In most of the studies concerning SRS and modern systemic therapy for MBM, HA was recorded in the context of overall toxicity, and no study to date has evaluated possible factors associated with it. For example, in the study by Ly et al. [32], who reported on the local control after SRS for 198 MBM with or without BRAF mutation in patients who were treated with a BRAF inhibitor and in those who were not, the 1-year rates of freedom from intratumoral HA were 39.3% and 77.0%, respectively (p = 0.0003). In a study by Ahmed et al. [33], which evaluated the clinical outcomes of 26 patients with 73 MBM predominantly treated with SRS and ICI, HA was noted in four lesions.

Currently, there have only been two studies [29,31] addressing the parameters impacting HA after SRS, partially including patients treated with modern systemic therapy, and, to date, they have only been published in abstract form. In the first study, by Lucas et al. [29], 128 patients with 428 MBM received SRS. In comparison with our study, patients who also presented with hemorrhagic MBM were included. Systemic therapy consisted of chemotherapy in 55% and biologic therapy in 45% of the patients, whereas 38% of the patients were anticoagulated. The median margin dose was 18.8 Gy. After a median follow-up of 6.5 years, HA occurred in 31% post-SRS. The only factor predictive for post-SRS HA was a decreasing margin dose. Patients with HA pre-SRS were 2.3 times more likely to have additional HA post-SRS (p = 0.06). In the second study, Okoukoni et al. [31] treated 107 patients with 548 MBM. The SRS dose was in median 20 Gy for a median PTV of 2.8 cm3. Seven and seventeen patients also received immunotherapy concurrently and within 1 year from SRS, respectively. After a median follow-up of 13.5 months, post-SRS HA was noted in 123 MBM (22%). Of the factors evaluated, PTV volume (p = 0.0001), total MBM volume (p = 0.0006), and the administration of immunotherapy (p = 0.04) were associated with an increased risk of HA. While the administration of immunotherapy also significantly impacted the risk of HA in our study, we did not find any correlation with the PTV treated, perhaps due to the smaller PTV that was irradiated (median 1.47 cm3).

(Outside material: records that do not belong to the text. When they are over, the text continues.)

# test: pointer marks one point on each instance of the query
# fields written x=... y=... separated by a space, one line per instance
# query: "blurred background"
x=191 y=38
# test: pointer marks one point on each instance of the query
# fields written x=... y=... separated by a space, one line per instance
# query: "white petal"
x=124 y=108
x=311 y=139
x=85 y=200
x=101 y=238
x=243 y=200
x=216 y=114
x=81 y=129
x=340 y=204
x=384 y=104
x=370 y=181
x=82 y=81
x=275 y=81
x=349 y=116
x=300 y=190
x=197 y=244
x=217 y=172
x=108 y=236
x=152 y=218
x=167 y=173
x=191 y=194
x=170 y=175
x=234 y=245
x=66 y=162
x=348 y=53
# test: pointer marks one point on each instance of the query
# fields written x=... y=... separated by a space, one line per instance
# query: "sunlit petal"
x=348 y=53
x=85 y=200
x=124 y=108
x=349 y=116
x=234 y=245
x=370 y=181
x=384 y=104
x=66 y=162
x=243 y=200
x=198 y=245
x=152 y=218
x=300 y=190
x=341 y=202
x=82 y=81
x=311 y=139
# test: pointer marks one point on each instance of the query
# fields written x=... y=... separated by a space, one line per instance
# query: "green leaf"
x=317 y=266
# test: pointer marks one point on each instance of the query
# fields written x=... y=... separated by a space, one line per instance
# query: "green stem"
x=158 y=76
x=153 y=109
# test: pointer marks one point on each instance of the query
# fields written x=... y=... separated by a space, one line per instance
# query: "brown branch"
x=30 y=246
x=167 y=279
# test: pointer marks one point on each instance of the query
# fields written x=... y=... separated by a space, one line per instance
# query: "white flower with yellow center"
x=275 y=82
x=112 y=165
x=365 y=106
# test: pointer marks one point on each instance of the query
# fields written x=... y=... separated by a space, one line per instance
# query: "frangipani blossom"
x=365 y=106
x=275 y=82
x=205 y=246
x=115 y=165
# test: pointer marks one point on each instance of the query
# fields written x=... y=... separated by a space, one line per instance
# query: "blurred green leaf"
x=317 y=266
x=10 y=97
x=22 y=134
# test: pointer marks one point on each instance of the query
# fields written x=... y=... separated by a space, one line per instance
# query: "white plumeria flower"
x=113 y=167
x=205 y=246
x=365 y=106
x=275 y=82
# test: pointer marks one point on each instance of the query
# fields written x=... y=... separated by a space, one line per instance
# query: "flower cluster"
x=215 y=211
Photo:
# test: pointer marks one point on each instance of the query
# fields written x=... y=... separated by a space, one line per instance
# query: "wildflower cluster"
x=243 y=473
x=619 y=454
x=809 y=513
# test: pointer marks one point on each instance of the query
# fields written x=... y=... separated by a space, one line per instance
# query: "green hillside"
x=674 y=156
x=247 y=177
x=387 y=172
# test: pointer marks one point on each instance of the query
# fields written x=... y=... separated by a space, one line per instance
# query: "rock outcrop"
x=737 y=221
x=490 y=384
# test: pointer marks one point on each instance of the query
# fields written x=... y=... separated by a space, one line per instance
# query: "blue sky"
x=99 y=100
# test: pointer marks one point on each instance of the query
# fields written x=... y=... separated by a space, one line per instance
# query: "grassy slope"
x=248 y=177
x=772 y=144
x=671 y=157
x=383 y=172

There are some limitations in our study. Firstly, the retrospective nature with its intrinsic bias. Secondly, the relatively small sample size included patients receiving both targeted therapies and ICI, and thus precluded a further analysis of the correlation of each therapy with the risk of HA. Furthermore, we were not able to retrospectively record the dose of the anticoagulants, namely, therapeutic vs. prophylactic, which might have played an additional role in the rate of HA. Nevertheless, our study is the first to analyze the factors associated with HA of MBM in the modern era of systemic therapy. We particularly focused on the impact of the time between the administration of contemporary melanoma systemic therapy and the SRS by analyzing different intervals within one month. Moreover, we excluded patients with MBM who had encountered HA before SRS, an intrinsic factor for re-HA that could have possibly biased the true effect of the factors analyzed. As patient numbers grow and results mature, our aim is to perform and subsequently present an analysis separating targeted therapies from ICI in order to definitively elucidate the impact of each systemic treatment on HA of MBM.

5. Conclusions

Our study shows that HA of MBM may not that seldom lead to neurological toxicity, and should always be considered as a possible adverse event. Though the interval of the administration of modern systemic therapy and SRS may play a role regarding radiologically evident HA, it appears that its combination is safe, at least concerning HA causing high-grade toxicity. According to our findings, physicians should be alerted for the risk of HA after SRS and modern systemic therapy, especially in patients receiving anticoagulants.